A RAZÃO DA ENCÍCLICA «HUMANI GENERIS» DE PIO XII

Papa Pio XII pouco antes de sua morte

Papa Pio XII pouco antes de sua morte

Esta razão é explícita: «Opiniões falsas que ameaçam a Doutrina Católica».

Está na sua Introdução:

«1. As dissensões e erros do gênero humano em questões religiosas e morais têm sido sempre fonte e causa de intensa dor para todas as pessoas de boa vontade e, principalmente, para os filhos fiéis e sinceros da Igreja; mas, de maneira especial, o continuam sendo hoje em dia, quando vemos combatidos até os próprios princípios da cultura cristã.

«2. Não é de admirar que haja constantemente discórdias e erros fora do redil de Cristo.
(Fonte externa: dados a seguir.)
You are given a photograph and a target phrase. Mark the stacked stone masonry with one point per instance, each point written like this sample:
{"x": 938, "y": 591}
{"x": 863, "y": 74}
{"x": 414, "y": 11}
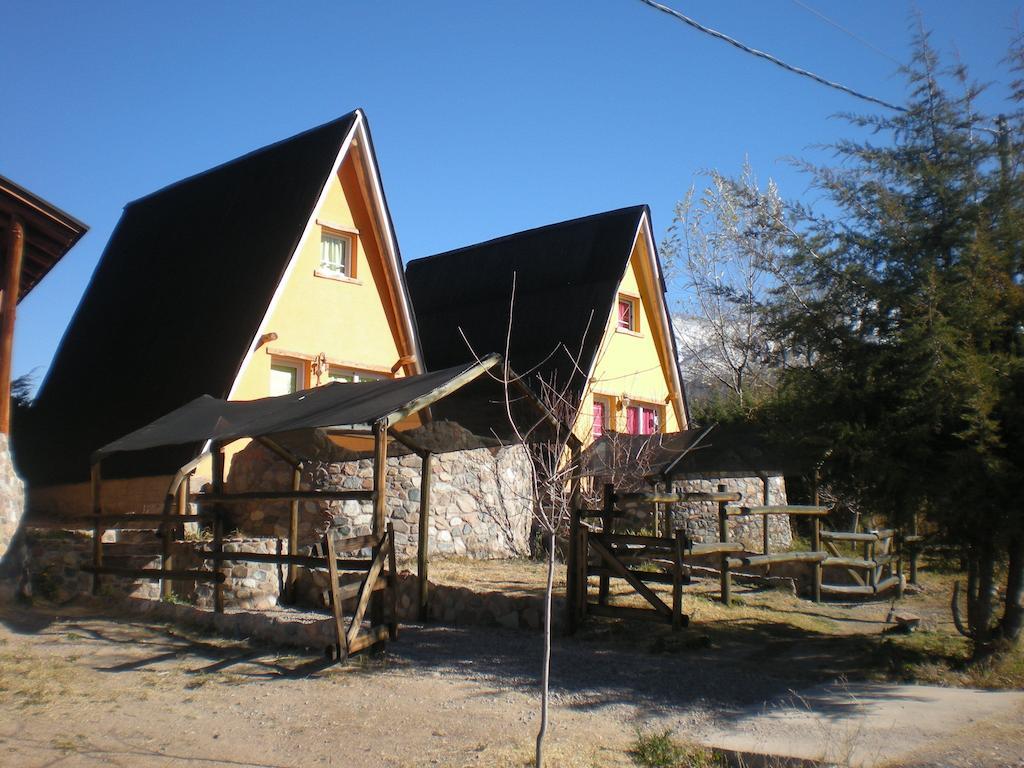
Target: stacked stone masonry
{"x": 480, "y": 501}
{"x": 700, "y": 520}
{"x": 11, "y": 498}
Pois, embora possa realmente a razão humana com suas forças e sua luz natural chegar de forma absoluta ao conhecimento verdadeiro e certo de Deus, único e pessoal, que sustém e governa o mundo com sua providência, bem como ao conhecimento da lei natural, impressa pelo Criador em nossas almas, entretanto, não são poucos os obstáculos que impedem a razão de fazer uso eficaz e frutuoso dessa sua capacidade natural. De fato, as verdades que se referem a Deus e às relações entre os homens e Deus transcendem por completo a ordem dos seres sensíveis e, quando entram na prática da vida e a enformam, exigem o sacrifício e a abnegação própria. Ora, o entendimento humano encontra dificuldades na aquisição de tais verdades, já pela ação dos sentidos e da imaginação, já pelas más inclinações, nascidas do pecado original. Isso faz com que os homens, em semelhantes questões, facilmente se persuadam de ser falso e duvidoso o que não querem que seja verdadeiro.
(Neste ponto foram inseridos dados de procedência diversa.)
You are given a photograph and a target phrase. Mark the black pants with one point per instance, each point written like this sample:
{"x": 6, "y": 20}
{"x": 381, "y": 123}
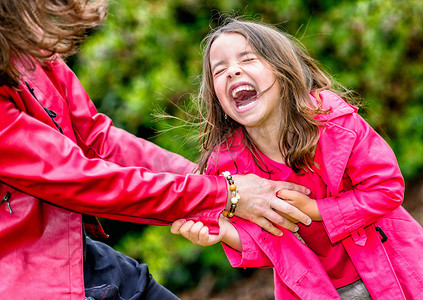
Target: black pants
{"x": 110, "y": 275}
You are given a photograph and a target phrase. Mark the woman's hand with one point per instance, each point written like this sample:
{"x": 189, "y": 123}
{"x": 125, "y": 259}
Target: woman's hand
{"x": 302, "y": 202}
{"x": 259, "y": 203}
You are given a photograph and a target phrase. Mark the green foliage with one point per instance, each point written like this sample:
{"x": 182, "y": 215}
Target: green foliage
{"x": 148, "y": 55}
{"x": 174, "y": 261}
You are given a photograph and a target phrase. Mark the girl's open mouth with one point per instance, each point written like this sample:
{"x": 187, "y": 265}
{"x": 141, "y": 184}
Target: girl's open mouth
{"x": 244, "y": 96}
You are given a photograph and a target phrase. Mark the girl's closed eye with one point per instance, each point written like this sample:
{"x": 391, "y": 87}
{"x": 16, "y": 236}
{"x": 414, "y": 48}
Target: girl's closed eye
{"x": 218, "y": 72}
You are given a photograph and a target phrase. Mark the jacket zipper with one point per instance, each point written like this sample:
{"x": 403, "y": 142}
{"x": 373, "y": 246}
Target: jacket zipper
{"x": 6, "y": 199}
{"x": 50, "y": 113}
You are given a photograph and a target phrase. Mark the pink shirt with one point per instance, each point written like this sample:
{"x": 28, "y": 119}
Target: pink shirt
{"x": 333, "y": 257}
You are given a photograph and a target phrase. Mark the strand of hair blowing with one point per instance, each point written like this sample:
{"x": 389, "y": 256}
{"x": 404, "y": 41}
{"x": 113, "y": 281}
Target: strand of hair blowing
{"x": 39, "y": 29}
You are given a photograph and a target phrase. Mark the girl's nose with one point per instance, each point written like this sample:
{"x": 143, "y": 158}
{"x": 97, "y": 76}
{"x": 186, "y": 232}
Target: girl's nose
{"x": 234, "y": 70}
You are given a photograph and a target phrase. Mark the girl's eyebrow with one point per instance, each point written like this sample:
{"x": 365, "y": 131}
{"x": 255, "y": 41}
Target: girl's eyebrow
{"x": 221, "y": 62}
«3. Por isso deve-se defender que a revelação divina é moralmente necessária para que, mesmo no estado atual do gênero humano, todos possam conhecer com facilidade, com firme certeza e sem nenhum erro, as verdades religiosas e morais que não são por si inacessíveis à razão.

«4. Ademais, por vezes, pode a mente humana encontrar dificuldade mesmo para formar juízo certo sobre a credibilidade da fé católica, não obstante os múltiplos e admiráveis indícios externos ordenados por Deus para se poder provar certamente, por meio deles, a origem divina da religião cristã, exclusivamente com a luz da razão. Isso ocorre porque o homem, levado por preconceitos, ou instigado pelas paixões e pela má vontade, não só pode negar a evidência desses sinais externos, mas também resistir às inspirações sobrenaturais que Deus infunde em nossas almas.»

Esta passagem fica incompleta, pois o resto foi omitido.